Radio
Regarding national and regional radio, the ORF dominates the Austrian radio market. In 1993, parliament enacted the first – disputed – legislation to grant licenses to private commercial radio operators. It took another five years before the legal basis could be established. By April, 1998, most of the 53 licensed radio operators were on air. This put an end to the national public service monopoly in the radio sector. In 2001, a new law on regional radios removed some obstacles for media companies to own and operate radio channels. The initial intention was to restrict ownership of dominant newspaper publishers. However, their interest in this medium and their lobbying was strong enough to succeed in removing most of these ownership barriers.
Since 2001, media owners (newspapers, radio, television) are eligible to own 100 percent of a radio station as long as the reach of the radio does not overlap with the reach of its other media. In Vienna as well as in the Austrian provinces, publishers made use of these new rules and acquired shares in local and regional channels. One national terrestrial radio frequency was licensed and granted to Krone Hit Radio, operated by the Kronenzeitung. By 2016, some 75 private radio operators were granted licences.
On average, Austrians listen to radio programmes for 185 minutes every day (2016). In the first six months of 2016, 70 percent of radio listeners’ time was dedicated to one of the radio channels of the ORF and 27 percent to one of the private radio stations. The market situation changes slowly. More than 25 years after the first private licenses were granted, the most popular ORF radio programme (OE 3) still had a larger market share (31 percent) than all private stations together (29 percent, in 2016).

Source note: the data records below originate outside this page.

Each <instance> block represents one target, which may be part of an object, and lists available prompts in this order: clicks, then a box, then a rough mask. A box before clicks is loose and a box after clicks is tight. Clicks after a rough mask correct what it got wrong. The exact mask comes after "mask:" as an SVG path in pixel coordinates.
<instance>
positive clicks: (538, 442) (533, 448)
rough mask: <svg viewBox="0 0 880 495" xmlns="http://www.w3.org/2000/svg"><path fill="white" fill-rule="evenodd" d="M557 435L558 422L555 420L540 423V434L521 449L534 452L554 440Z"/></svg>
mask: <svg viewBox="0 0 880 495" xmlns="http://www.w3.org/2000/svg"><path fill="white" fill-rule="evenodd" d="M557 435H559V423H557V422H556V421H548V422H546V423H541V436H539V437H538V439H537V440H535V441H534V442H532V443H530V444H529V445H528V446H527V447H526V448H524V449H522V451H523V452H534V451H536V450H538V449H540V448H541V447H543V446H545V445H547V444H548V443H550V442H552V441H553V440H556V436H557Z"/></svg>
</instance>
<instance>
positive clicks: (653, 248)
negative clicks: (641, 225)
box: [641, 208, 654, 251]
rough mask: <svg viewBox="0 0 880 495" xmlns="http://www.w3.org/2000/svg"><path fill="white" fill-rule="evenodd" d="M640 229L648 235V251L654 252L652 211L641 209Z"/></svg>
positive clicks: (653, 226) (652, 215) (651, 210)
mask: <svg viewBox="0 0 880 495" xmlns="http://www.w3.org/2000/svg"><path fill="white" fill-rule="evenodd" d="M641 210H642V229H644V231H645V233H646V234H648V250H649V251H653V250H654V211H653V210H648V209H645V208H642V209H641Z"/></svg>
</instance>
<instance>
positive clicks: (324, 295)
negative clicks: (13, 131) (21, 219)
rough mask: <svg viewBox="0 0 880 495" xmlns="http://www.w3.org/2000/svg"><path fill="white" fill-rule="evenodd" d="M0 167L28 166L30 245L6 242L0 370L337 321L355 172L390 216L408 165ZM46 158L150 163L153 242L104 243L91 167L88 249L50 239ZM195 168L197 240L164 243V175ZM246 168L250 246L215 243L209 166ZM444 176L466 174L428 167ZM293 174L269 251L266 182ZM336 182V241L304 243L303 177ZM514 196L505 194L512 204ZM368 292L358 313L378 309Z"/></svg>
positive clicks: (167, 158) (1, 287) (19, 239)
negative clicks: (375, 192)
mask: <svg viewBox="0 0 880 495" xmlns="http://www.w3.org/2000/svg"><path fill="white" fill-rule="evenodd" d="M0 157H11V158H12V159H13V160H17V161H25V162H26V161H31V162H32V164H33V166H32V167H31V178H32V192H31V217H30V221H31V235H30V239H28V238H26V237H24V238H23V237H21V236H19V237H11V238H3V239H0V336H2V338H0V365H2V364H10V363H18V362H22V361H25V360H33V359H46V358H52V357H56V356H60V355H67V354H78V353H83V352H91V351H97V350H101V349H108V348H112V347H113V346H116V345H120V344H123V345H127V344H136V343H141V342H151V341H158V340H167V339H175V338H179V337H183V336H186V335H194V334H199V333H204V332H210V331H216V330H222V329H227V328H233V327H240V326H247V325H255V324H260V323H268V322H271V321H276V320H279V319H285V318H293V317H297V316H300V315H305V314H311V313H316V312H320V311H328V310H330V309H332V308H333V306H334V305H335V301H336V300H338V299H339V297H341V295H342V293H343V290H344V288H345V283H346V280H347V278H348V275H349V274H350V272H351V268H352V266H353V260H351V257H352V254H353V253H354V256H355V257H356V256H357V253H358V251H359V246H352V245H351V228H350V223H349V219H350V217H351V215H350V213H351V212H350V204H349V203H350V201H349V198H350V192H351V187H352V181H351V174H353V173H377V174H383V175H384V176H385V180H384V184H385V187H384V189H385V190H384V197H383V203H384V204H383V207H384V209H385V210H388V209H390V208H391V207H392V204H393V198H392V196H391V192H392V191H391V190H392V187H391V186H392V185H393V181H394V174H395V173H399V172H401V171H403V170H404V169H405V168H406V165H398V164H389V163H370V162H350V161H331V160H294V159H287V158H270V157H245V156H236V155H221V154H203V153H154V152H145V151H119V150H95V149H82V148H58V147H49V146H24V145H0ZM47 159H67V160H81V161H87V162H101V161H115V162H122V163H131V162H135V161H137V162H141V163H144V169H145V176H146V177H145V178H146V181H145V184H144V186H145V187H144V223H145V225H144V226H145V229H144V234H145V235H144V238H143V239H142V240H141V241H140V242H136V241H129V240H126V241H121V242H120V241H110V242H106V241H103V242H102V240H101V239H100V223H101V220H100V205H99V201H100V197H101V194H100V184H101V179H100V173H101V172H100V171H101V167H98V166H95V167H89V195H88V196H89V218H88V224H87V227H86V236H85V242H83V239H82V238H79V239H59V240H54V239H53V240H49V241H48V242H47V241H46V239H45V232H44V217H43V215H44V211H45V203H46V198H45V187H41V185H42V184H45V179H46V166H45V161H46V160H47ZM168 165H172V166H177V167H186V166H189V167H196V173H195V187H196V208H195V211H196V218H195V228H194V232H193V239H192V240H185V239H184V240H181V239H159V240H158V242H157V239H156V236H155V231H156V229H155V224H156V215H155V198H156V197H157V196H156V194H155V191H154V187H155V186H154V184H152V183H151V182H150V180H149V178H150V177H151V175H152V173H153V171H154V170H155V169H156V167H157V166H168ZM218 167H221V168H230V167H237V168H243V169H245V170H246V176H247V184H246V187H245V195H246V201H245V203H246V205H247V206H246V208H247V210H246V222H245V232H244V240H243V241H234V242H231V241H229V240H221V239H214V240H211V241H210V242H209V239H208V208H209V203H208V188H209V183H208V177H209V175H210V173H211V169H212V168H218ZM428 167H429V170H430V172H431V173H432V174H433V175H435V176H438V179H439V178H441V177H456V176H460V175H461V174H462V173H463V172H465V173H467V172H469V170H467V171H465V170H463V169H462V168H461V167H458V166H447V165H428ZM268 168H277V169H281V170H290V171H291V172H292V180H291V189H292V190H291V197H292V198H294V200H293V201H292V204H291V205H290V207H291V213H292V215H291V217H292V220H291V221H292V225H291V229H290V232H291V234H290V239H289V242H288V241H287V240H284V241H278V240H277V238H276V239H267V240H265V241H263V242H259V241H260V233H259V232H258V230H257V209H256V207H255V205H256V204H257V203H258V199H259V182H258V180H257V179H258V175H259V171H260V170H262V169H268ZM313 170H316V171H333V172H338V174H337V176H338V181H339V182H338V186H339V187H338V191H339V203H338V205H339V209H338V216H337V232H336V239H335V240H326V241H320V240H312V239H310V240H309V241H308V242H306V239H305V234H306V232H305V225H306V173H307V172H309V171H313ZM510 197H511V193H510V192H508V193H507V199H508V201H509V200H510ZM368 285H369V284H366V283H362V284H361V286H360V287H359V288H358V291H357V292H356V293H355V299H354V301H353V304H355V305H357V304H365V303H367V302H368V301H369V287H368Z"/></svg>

Austria belongs to the group of European countries which are not bothered by digital radio. For more than two decades, switching from FM to DAB or DAB+ was not even debated. Only in May 2015 a first test was launched in greater Vienna and less than a dozen private stations started transmitting in the DAB+ standard. ORF decided not to participate with its programmes, thereby limiting the attractiveness of the programme ensemble. In February 2016, radio operators were invited to declare their interest in DAB+. First licenses were planned to be advertised early in 2017.